Boise State Public Radio
- Country: United States
- Headquarters: Boise, Idaho

Programming
- Format: Public radio

Ownership
- Owner: Boise State University

History
- Launch date: 1976 (originally carrier current 1957–1976)

Links
- Webcast: Listen live
- Website: www.boisestatepublicradio.org

= Boise State Public Radio =

Public radio network in Idaho, United States

Boise State Public Radio (BSPR) is a broadcast service of Boise State University, which operates four programming services on several radio stations throughout central and southern Idaho and northern Nevada.
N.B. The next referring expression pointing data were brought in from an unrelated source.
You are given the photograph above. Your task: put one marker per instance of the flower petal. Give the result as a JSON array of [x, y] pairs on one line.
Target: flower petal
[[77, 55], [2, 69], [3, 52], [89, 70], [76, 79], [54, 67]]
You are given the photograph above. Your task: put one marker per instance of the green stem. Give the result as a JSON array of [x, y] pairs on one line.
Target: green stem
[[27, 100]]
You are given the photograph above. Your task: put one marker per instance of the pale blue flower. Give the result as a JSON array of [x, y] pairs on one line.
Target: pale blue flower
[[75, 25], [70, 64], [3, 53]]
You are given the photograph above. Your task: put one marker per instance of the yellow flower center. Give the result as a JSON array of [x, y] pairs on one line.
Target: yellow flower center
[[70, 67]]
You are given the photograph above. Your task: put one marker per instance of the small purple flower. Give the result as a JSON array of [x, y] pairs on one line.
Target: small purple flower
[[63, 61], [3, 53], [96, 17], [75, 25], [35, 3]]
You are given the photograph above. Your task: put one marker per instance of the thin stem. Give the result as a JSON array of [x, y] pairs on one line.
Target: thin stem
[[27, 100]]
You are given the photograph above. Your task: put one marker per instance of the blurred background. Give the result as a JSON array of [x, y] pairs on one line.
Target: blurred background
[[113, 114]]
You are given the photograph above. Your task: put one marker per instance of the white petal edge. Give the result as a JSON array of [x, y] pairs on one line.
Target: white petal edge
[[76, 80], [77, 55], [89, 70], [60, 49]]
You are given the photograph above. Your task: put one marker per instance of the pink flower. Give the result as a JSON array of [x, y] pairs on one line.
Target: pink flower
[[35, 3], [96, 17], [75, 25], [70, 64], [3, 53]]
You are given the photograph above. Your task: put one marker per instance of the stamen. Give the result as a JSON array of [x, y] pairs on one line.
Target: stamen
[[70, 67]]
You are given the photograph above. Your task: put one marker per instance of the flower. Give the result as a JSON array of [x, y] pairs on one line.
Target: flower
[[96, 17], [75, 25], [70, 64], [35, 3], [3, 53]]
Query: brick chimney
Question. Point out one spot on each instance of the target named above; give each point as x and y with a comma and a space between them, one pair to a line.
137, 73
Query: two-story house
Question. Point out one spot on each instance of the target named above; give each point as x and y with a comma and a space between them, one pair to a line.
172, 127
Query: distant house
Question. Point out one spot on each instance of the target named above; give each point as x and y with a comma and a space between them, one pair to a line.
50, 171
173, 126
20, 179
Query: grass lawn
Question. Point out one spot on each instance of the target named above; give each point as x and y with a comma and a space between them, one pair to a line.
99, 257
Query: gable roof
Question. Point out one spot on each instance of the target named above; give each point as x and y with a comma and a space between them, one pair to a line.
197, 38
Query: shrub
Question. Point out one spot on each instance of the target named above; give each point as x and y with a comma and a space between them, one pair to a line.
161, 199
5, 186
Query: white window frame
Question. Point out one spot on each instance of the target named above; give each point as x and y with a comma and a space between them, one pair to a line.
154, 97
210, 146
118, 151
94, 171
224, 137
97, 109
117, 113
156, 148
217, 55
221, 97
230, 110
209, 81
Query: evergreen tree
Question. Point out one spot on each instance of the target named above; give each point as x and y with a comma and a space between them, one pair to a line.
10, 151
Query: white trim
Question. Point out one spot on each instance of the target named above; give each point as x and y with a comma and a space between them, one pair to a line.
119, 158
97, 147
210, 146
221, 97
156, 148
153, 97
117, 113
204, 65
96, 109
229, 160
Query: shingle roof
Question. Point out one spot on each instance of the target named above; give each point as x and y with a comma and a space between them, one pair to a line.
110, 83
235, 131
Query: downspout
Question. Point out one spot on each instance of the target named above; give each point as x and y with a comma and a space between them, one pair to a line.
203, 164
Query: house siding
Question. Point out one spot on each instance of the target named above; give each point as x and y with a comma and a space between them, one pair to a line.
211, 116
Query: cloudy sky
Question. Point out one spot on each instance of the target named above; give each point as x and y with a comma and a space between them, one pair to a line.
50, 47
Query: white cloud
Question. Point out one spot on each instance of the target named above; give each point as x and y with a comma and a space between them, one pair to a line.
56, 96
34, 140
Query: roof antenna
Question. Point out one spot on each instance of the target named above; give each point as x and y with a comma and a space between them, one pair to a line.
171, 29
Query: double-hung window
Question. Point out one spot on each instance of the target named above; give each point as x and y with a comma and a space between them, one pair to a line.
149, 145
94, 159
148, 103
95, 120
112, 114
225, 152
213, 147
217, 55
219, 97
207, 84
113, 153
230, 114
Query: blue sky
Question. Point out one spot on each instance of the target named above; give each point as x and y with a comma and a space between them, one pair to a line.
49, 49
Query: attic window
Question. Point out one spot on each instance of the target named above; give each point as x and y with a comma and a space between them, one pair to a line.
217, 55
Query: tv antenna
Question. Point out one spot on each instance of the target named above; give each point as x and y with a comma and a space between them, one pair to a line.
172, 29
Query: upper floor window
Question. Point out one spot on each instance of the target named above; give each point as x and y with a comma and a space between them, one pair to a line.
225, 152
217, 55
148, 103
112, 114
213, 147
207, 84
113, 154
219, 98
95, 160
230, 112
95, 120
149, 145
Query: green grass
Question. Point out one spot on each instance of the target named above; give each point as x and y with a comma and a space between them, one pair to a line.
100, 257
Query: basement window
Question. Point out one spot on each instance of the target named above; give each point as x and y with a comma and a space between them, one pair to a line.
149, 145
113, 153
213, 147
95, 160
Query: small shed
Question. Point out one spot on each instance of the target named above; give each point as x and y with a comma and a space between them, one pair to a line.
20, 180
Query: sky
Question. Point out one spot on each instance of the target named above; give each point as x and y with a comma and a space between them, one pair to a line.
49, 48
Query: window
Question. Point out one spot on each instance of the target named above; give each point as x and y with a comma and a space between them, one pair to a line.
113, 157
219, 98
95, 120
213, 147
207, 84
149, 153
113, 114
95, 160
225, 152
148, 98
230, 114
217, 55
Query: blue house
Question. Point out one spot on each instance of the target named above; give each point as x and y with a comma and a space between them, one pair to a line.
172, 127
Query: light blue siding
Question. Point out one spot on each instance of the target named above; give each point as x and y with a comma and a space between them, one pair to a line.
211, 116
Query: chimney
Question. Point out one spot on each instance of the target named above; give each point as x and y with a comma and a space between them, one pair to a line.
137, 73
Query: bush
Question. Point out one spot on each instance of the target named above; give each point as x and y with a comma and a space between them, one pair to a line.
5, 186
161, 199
Its headquarters are located at the Ron and Linda Yanke Family Research Park near the BSU campus on East Parkcenter Boulevard in southeast Boise.

==Stations and services==
KBSU in Boise, Idaho, airs classical music and other entertainment programming from American Public Media (APM) and Public Radio Exchange (PRX). KBSX, also located in Boise, airs news and information programming from NPR, PRX, APM and the BBC, as well as locally produced news and information programs, including the nationally distributed program Reader's Corner with Bob Kustra.

KBSW in Twin Falls, Idaho, airs a mix of programming from KBSU and KBSX, as well as some local programming produced at a satellite studio at the Fine Arts Building on the campus of the College of Southern Idaho on Falls Avenue in north Twin Falls.
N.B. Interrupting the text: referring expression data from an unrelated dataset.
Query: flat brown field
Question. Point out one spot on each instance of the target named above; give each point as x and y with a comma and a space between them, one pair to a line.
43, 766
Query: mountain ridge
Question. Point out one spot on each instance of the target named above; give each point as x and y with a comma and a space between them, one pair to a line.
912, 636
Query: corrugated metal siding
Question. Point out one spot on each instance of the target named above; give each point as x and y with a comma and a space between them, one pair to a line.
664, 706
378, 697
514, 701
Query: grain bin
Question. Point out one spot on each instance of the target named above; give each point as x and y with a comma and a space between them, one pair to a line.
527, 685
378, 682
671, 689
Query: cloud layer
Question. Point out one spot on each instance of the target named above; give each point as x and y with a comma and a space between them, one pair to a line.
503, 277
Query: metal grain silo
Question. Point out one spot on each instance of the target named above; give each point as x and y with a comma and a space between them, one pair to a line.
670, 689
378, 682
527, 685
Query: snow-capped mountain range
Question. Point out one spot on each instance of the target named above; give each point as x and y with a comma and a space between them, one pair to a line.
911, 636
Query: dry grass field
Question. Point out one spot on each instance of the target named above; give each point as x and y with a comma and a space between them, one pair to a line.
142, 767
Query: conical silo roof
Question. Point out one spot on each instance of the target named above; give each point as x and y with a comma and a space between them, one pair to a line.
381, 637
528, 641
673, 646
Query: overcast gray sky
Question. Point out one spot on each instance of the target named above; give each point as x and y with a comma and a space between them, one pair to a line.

A full-time jazz format, named "Idaho's Jazz Station," airs on KBSK in McCall, and on the second HD Radio channel of KBSU. This format aired on KBSU (730 AM) and KEZJ (1450 AM) prior to July 2007.

Boise State Public Radio is the lead station for the Mountain West News Bureau, a partnership of stations providing news coverage of the Rocky Mountain West.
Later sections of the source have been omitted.